You’ll notice I used obj: any in those examples. This is often the entry point for a type guard—you have some blob of data whose type you don’t know yet. Using any is convenient but turns off all type safety. The safer alternative is to use unknown, which forces you to perform checks before using a value.

function isUserSafe(obj: unknown): obj is User {
  // We have to check the type first because we can't use 'in' on unknown.
  if (typeof obj !== 'object' || obj === null) {
    return false;
  }

  // Now we've narrowed obj to `object`, we can check for properties.
  // We use a type assertion to a Record<string, unknown> to check properties.
  const candidate = obj as Record<string, unknown>;
  return (
    typeof candidate.id === 'number' &&
    typeof candidate.email === 'string' &&
    typeof candidate.name === 'string'
  );
}

const unsafeData: unknown = getWeirdData();
if (isUserSafe(unsafeData)) {
  // Now we can safely use it as a User.
  console.log(unsafeData.email.toLowerCase());
}

Best Practices and Pitfalls

  1. Be Meticulous: Your type guard is the gatekeeper. A sloppy guard makes your entire codebase unsafe. If you’re validating external data, use a library like zod or io-ts to define your schemas and guards—they automate this tedious and critical work.
  2. Keep Them Pure: A type guard should not have side effects. Its only job is to check a value and return a boolean. If it’s also making API calls or updating state, you’re doing it wrong.
  3. Don’t Overcomplicate: If you’re just discriminating between two members of a union with a common literal property (like our kind example above), a simple equality check is all you need. Save the full structural validation for when you’re parsing truly unknown data.
  4. They Work in Arrays: This is where they truly shine, moving you from the land of any[] to something meaningful.
const networkResponse: unknown[] = [/*... some data ...*/];

// Without a guard, map is a nightmare.
const badNames = networkResponse.map(item => item.name); // Error: Object is of type 'unknown'.

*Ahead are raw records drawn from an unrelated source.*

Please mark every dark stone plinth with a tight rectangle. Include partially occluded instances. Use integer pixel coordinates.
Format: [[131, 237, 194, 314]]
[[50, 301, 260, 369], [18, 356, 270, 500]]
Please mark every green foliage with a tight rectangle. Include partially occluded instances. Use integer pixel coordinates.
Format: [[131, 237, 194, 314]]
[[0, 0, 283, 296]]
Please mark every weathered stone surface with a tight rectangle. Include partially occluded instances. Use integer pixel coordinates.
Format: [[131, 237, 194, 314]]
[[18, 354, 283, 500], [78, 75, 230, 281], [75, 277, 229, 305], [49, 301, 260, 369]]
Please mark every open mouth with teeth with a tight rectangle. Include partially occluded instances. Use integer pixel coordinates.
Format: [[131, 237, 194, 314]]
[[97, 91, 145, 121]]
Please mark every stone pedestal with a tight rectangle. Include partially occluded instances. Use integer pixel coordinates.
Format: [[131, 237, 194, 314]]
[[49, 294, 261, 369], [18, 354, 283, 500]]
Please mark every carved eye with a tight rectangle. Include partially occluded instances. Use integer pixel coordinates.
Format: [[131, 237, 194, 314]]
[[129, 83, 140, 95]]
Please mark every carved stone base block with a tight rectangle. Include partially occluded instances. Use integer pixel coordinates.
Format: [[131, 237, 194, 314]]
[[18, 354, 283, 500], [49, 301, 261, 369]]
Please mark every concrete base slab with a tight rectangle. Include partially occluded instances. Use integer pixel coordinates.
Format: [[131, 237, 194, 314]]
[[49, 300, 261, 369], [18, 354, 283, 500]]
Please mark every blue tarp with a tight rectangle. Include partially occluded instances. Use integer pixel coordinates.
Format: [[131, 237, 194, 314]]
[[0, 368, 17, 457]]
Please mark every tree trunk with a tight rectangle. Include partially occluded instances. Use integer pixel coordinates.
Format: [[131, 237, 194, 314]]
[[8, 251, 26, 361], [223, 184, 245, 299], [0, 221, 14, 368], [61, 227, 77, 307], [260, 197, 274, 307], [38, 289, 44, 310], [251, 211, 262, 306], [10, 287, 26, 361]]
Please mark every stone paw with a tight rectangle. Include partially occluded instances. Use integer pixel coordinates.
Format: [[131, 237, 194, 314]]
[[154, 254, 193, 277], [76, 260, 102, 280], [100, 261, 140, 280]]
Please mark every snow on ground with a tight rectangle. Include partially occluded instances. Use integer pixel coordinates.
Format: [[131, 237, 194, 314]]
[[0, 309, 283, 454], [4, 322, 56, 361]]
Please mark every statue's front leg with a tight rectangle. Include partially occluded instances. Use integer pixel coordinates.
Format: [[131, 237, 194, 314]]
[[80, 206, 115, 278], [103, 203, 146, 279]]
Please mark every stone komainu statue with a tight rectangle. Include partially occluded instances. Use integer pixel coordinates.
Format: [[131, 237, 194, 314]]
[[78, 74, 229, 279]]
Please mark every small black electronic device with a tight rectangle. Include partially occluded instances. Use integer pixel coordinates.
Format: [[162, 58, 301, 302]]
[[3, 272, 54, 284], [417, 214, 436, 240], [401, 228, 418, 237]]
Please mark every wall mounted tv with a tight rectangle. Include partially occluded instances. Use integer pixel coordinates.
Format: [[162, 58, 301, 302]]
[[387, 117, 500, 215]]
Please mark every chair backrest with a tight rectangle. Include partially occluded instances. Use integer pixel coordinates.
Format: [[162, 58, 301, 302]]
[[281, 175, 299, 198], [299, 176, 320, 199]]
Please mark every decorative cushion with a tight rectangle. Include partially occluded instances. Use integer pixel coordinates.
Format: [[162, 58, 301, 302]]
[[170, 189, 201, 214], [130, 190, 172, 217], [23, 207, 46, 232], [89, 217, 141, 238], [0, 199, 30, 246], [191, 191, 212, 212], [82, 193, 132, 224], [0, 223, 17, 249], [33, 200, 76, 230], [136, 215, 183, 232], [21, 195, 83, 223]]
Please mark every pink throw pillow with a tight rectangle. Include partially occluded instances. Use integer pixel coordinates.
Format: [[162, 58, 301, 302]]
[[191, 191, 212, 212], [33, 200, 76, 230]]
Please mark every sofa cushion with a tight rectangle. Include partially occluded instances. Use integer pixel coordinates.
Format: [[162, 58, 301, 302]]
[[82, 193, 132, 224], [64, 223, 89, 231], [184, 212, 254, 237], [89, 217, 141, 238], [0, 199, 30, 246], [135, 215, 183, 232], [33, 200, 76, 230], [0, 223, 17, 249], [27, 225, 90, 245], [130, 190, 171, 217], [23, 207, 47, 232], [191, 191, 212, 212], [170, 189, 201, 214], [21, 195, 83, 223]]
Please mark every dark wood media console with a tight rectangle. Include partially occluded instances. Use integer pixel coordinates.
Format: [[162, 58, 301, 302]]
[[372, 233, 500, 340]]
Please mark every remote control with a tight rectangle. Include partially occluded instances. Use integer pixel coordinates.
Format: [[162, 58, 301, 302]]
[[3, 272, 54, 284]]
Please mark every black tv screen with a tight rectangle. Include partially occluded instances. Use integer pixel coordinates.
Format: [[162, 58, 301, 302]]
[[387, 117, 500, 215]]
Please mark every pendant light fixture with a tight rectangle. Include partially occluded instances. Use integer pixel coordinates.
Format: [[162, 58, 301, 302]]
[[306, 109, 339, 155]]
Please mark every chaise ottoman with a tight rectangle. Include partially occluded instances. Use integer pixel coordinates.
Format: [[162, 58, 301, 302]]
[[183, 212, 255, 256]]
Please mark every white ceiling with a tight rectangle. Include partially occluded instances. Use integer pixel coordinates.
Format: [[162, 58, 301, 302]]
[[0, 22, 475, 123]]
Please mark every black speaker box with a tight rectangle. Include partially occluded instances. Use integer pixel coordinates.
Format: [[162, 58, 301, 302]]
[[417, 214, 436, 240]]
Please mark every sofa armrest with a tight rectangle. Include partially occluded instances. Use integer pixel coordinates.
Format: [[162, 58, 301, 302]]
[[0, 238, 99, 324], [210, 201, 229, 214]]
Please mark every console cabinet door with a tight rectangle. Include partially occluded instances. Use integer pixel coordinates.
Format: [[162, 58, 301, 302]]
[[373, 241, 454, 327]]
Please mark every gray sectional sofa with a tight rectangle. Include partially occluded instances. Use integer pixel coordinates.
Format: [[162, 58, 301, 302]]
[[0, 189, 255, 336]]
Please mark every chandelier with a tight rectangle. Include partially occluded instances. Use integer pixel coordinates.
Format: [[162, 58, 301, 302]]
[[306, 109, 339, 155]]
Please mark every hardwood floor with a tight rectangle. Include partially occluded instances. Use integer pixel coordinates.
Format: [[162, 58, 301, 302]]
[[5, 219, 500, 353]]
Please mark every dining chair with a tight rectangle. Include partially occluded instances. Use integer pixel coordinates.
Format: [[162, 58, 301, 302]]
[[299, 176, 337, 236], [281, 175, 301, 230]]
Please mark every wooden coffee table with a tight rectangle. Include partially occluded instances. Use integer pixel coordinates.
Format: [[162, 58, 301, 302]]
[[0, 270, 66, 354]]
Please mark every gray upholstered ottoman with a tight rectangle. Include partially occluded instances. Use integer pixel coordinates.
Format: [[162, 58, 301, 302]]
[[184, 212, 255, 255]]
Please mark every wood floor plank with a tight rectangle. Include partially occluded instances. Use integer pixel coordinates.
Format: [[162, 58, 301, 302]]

// With a guard, we can filter and map with confidence.
const goodUsers = networkResponse.filter(isUserSafe);
const goodNames = goodUsers.map(user => user.name); // All good here.

The is predicate is your tool for building a bridge between the messy, unpredictable world of runtime data and the clean, structured world of TypeScript’s type system. Use it wisely, and it will make your code incredibly robust. Use it poorly, and it will give you a false sense of security. The choice, as always, is yours.